ちなみにUsed_Produce_3208氏はその後、そうしたフィードバックも踏まえた上で、水しぶきの量に関する計算式を改めることも宣言している。現実での動きを示す映像だけでなく、物体の速度とエネルギーの関係といった物理法則も考慮しながら、よりリアルな水表現を追求していくのだろう。
このほか、ゴミ袋は水面に打ち付けたシーンについて跳ね方が大げさではないかといった意見が散見される。やはり流体が関わる物理演算には難しい側面もあるのだろう。一方で、それにより生まれる水面の波紋のリアルさには多くの称賛が寄せられている。

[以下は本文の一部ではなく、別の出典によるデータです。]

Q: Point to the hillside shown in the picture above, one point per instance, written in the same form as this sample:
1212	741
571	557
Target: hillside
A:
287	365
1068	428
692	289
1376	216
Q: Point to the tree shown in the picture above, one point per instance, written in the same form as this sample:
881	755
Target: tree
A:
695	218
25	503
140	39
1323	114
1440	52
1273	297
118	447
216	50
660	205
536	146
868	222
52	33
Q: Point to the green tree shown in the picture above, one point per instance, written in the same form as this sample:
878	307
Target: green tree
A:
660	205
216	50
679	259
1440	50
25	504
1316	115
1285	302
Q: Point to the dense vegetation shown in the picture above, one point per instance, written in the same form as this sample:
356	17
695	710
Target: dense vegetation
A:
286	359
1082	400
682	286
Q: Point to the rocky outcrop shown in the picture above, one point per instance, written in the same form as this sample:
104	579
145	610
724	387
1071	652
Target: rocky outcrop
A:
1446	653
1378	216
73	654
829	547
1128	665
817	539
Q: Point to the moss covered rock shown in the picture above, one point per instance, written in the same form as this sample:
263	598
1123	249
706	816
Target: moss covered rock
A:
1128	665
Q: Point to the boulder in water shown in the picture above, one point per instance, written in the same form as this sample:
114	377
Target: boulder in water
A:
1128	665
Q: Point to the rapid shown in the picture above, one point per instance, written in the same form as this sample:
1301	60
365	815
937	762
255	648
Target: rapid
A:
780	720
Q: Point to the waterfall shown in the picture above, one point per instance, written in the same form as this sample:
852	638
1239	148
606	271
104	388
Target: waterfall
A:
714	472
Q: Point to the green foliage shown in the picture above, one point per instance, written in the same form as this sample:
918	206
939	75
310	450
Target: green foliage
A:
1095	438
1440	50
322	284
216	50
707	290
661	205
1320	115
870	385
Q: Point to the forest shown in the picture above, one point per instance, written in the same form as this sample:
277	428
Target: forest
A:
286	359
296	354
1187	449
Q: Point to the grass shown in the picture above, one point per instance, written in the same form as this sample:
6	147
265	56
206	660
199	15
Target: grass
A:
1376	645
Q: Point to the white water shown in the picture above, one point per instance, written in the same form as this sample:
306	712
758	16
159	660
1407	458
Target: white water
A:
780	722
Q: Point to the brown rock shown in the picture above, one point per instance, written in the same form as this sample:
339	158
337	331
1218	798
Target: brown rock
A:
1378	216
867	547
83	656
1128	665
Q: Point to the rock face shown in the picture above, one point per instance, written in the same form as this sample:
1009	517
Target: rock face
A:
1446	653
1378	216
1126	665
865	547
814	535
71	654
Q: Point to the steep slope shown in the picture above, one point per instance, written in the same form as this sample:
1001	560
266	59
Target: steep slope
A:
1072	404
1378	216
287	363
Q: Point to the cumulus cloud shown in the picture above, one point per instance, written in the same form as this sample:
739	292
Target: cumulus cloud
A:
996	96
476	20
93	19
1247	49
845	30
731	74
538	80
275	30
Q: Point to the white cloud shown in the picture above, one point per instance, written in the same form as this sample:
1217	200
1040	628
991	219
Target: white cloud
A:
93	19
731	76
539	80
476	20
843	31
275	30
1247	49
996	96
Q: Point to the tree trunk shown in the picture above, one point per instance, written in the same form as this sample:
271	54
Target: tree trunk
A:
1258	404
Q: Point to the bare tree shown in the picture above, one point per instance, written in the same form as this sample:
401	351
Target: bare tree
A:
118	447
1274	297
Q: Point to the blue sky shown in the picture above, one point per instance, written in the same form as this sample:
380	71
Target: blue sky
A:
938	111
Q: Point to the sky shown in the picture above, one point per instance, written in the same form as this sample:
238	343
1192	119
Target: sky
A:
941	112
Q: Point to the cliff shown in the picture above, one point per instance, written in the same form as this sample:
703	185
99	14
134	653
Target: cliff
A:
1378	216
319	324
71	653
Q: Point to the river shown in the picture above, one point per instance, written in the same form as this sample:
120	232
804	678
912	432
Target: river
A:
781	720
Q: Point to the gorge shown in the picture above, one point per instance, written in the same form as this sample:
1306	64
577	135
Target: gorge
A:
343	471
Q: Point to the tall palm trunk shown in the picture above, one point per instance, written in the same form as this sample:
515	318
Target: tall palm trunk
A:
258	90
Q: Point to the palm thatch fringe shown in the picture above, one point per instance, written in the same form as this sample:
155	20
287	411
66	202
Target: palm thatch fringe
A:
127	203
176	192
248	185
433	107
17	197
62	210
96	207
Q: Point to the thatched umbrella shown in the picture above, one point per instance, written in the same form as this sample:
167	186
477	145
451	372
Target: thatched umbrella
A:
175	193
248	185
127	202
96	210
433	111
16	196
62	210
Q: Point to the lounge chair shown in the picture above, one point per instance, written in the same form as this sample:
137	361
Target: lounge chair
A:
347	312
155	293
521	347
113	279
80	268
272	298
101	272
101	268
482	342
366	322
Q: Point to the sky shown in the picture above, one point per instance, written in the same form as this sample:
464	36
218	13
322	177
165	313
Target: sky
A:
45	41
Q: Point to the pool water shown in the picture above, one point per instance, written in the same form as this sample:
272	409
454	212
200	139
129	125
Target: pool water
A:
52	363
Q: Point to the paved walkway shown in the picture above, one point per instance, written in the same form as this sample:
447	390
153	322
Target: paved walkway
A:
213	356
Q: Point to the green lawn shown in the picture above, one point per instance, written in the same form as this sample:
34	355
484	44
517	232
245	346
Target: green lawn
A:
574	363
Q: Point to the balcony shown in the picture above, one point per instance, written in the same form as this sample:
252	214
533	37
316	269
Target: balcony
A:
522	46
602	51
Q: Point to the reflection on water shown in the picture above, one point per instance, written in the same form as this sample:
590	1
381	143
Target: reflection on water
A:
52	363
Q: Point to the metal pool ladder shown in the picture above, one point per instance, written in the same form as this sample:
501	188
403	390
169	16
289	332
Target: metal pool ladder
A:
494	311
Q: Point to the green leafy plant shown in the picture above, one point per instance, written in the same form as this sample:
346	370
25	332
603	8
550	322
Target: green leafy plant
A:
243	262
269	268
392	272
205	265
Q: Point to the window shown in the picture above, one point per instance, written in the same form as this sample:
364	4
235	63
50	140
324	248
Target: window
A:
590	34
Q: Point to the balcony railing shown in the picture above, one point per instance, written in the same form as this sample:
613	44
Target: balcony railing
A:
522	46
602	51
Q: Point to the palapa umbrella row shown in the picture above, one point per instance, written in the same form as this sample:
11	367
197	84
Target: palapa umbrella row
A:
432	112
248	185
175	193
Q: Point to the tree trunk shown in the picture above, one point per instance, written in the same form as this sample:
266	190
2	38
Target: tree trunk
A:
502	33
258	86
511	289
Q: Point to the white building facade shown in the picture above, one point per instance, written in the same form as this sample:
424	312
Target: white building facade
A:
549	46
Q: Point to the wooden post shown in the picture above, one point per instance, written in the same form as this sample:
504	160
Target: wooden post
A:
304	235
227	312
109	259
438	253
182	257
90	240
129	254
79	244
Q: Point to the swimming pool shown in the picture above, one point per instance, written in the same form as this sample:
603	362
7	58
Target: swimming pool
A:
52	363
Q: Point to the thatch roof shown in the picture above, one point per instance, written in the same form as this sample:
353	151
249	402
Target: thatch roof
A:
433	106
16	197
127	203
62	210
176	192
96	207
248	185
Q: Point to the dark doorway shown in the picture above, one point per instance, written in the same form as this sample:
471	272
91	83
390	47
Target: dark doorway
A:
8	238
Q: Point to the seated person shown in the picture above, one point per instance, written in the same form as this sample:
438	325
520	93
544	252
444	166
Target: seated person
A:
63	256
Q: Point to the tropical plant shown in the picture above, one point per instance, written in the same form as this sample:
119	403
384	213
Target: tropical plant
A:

ところで、同氏によれば本作はUnityのHDRPを用いて制作しているという。HDRP(HDレンダーパイプライン)とは、ハイエンド高品質プラットフォーム向けのレンダーパイプライン、すなわち描画システムのこと。現時点のUnityの最新メジャーバージョンであるUnity 6で初期設定となっているURP(ユニバーサルレンダーパイプライン)よりも、品質が重視された環境だ。
水面をUnityで再現する場合、専用プラグインを導入して比較的簡単に実装するという選択肢もあるなかで、Used_Produce_3208氏はHDRPのデフォルトシェーダーやデカール機能を駆使して自作しているようだ。ただ同氏はスレッドのなかで、水の表現をシェーダーから自作するのはそこまで難しくはないとの考えを示している。長年Unityを扱う同氏にとっては慣れ親しんだ手法という可能性もありつつ、細部までリアルに作りこむための選択なのかもしれない。
ちなみに、今回投稿された映像を、同氏が以前投稿していた水しぶきを追加する前の映像と比較すると、違いは一目瞭然。この時点では、入水にあわせて水面を伝う波は控えめで、白い泡の量もごくわずか。車が沈んでいくスピードも速く、車に働く浮力があまり感じられない。最新の投稿で新たに加わった水しぶきについては多すぎるといった違和感も指摘されているが、着実に細かい調整が加えられリアルに進化していることがわかる。
自然環境を舞台とする作品なだけに、水の表現には特にこだわって制作されており、そうした試行錯誤を重ねる様子が多くのユーザーの目に留まっているようだ。Used_Produce_3208氏は、現実世界で同じようにゴミ拾いをしてくれる人が増えることを願って本作を作っていると話している。数か月以内にはデモ版をリリースするとのこと。発売に向けて期待したい。
『Eco Volunteer』はPC(Steam)向けに、2025年内に発売予定。